Palestine | FEBRUARY 1

This painting by the artist Hermann Struck, a resident of Haifa and one of the relatively small number of German Jews who emigrated to Palestine already before 1933, shows one of the iconic landscapes of the Holy Land, the Dead Sea. It does not, however, reflect the difficult social situation in Palestine in the late 1930s. Due to the growing influx of Jewish immigrants in general and, after 1933, German Jews in particular, tensions between Jews and Arabs as well as between Arabs and the British mandatory administration were increasing. In 1936, an Arab uprising began which was still in full swing in February 1938.

 

A forced move | JANUARY 26

There are many ways to describe Leo Perutz: novelist, mathematician, native of Prague, chess lover—to name but a few. He was admired by his colleagues and millions of readers. His success as a writer was so great that he decided in 1923 to give up his bread-and-butter job as an actuary.
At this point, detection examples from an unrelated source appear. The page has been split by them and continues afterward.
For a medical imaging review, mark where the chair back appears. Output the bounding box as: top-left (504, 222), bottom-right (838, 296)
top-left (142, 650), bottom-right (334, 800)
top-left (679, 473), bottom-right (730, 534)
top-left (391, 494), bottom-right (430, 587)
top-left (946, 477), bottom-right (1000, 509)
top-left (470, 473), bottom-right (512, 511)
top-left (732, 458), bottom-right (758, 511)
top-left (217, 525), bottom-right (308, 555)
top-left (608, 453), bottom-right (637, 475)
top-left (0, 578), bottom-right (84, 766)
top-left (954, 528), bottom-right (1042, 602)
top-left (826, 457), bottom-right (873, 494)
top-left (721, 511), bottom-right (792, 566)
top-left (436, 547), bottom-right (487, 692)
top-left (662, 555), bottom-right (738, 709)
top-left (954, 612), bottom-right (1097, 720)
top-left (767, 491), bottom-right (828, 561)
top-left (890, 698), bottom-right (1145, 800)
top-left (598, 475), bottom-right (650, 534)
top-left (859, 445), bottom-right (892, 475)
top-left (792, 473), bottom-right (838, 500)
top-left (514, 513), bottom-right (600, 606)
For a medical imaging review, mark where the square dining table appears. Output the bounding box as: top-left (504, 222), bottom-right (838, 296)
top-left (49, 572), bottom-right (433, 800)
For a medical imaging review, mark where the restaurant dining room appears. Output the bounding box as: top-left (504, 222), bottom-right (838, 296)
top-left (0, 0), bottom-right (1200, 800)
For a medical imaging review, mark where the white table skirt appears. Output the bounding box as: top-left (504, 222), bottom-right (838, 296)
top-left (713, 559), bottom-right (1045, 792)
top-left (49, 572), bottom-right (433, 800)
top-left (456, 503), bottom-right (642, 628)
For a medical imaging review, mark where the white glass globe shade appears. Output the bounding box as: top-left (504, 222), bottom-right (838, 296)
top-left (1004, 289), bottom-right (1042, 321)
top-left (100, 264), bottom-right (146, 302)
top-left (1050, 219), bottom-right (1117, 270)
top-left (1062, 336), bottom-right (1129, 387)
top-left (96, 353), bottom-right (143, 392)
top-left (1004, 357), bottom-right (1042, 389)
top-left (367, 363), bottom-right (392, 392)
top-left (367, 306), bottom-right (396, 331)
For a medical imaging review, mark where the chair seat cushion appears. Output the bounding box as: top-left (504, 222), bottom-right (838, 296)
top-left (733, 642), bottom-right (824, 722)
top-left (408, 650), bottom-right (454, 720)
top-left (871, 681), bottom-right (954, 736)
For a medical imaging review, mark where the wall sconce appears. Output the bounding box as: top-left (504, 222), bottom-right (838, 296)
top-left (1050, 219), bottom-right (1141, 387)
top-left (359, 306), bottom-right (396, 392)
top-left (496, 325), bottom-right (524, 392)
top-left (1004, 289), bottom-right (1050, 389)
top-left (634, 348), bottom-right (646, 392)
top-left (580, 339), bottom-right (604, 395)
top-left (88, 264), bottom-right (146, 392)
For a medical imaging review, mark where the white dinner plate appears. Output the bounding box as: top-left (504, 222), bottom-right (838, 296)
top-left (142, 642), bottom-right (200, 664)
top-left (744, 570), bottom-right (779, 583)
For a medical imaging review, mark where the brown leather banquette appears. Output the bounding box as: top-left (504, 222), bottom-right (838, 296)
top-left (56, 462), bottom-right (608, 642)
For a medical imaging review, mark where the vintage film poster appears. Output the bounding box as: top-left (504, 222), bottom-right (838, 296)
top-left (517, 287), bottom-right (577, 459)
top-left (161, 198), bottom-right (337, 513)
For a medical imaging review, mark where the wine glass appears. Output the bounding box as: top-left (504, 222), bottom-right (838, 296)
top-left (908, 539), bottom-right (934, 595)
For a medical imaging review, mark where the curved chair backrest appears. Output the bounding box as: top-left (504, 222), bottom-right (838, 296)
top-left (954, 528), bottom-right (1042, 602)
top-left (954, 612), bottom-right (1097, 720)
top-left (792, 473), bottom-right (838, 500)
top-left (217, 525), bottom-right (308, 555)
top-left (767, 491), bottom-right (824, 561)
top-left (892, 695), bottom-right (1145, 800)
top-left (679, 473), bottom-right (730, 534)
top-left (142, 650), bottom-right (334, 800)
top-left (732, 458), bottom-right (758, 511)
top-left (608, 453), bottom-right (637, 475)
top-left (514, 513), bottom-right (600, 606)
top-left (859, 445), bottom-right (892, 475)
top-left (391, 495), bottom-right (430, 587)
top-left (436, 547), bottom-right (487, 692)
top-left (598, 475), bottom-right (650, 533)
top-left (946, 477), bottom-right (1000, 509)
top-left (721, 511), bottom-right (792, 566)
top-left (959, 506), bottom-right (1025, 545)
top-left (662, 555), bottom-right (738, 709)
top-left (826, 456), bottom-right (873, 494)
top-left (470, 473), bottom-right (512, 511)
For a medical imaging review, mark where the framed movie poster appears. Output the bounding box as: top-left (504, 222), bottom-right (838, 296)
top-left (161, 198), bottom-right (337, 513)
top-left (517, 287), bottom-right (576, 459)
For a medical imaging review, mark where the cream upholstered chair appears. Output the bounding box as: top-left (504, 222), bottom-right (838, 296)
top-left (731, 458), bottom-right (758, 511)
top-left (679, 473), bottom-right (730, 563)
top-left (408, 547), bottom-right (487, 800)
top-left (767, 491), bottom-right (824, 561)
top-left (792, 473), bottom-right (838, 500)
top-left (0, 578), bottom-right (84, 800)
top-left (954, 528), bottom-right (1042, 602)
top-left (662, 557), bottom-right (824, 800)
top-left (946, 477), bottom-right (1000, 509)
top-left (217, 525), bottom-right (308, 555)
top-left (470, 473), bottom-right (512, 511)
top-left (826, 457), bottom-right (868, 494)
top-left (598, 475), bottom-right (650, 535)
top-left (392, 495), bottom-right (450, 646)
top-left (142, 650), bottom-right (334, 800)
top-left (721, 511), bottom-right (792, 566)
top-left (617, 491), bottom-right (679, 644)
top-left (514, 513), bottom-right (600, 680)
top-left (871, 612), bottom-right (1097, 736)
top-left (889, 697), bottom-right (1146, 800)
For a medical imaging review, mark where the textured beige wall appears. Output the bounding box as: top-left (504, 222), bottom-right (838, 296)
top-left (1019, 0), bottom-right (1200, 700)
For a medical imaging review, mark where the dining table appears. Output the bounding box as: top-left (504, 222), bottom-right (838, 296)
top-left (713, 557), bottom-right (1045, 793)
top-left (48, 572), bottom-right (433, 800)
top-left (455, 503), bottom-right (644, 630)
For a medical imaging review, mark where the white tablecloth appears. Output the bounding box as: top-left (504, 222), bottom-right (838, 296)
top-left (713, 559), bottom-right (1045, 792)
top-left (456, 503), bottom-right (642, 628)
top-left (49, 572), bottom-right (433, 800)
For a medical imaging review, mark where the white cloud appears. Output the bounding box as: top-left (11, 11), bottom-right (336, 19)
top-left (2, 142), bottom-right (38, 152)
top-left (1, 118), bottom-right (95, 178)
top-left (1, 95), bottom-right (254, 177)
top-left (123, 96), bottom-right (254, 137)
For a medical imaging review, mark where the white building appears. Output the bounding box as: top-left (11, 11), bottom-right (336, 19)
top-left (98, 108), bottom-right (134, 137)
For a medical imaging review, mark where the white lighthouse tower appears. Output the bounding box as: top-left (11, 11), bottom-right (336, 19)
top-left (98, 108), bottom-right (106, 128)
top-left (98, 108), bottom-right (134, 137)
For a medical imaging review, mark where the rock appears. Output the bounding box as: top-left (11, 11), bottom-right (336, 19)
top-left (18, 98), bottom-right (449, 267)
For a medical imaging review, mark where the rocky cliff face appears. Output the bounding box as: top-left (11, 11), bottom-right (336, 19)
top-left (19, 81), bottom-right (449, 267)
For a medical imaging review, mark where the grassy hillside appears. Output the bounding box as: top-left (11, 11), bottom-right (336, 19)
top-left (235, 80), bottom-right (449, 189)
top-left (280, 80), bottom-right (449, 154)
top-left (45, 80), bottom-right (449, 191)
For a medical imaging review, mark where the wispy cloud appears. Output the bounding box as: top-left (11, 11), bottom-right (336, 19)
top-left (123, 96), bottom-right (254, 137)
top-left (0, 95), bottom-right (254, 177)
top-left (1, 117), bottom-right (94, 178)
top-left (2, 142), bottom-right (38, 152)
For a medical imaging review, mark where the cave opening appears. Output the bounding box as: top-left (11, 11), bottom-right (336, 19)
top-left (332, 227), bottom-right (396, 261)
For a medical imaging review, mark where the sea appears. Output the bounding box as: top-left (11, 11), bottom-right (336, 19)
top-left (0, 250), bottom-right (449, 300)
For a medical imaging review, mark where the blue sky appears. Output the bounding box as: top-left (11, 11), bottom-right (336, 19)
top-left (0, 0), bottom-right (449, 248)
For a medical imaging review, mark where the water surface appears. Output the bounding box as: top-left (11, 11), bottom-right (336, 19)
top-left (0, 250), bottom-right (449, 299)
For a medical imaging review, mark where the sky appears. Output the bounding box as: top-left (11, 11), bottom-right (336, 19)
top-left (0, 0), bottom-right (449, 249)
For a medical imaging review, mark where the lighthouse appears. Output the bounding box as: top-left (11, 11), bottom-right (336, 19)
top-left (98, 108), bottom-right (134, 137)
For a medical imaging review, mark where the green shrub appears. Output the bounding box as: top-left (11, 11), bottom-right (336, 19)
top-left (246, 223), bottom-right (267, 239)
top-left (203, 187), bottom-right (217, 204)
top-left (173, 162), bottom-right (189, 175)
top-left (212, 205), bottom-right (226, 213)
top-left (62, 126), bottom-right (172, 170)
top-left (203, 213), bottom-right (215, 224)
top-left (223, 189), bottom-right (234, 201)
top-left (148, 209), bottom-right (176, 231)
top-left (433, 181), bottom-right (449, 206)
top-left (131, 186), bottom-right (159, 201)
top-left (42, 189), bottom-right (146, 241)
The Great Depression hit him hard, since the crisis not only negatively impacted the bookselling trade but also rendered the family company, in which he had a share, less profitable. To make matters worse, after the Nazis’ rise to power, his Jewish publisher, Paul Szolnay, lost his largest market in Germany. This is one of the last photographs taken before Perutz’s emigration from Vienna to Tel Aviv, Palestine in 1938.

 

The noose tightens | JANUARY 16

The “Reichsvertretung der Deutschen Juden” (Reich Representation of German Jews) was established in Berlin in September 1933 as an advocacy group. After the passing of the Nuremberg Laws, it had to change its name to “Reichsvertretung der Juden in Deutschland” (Reich Representation of Jews in Germany). Its president was Rabbi Leo Baeck. As a result of the increasing pauperization of the Jewish population, whose possibilities to earn a living were systematically taken away, the Reichsvertretung appealed to the government in January 1938 to desist from additional limitations depriving Jewish professionals of their jobs. The Reichsvertretung argued that not only was the increasing unemployment a burden on the welfare system, but it also made emigration impossible.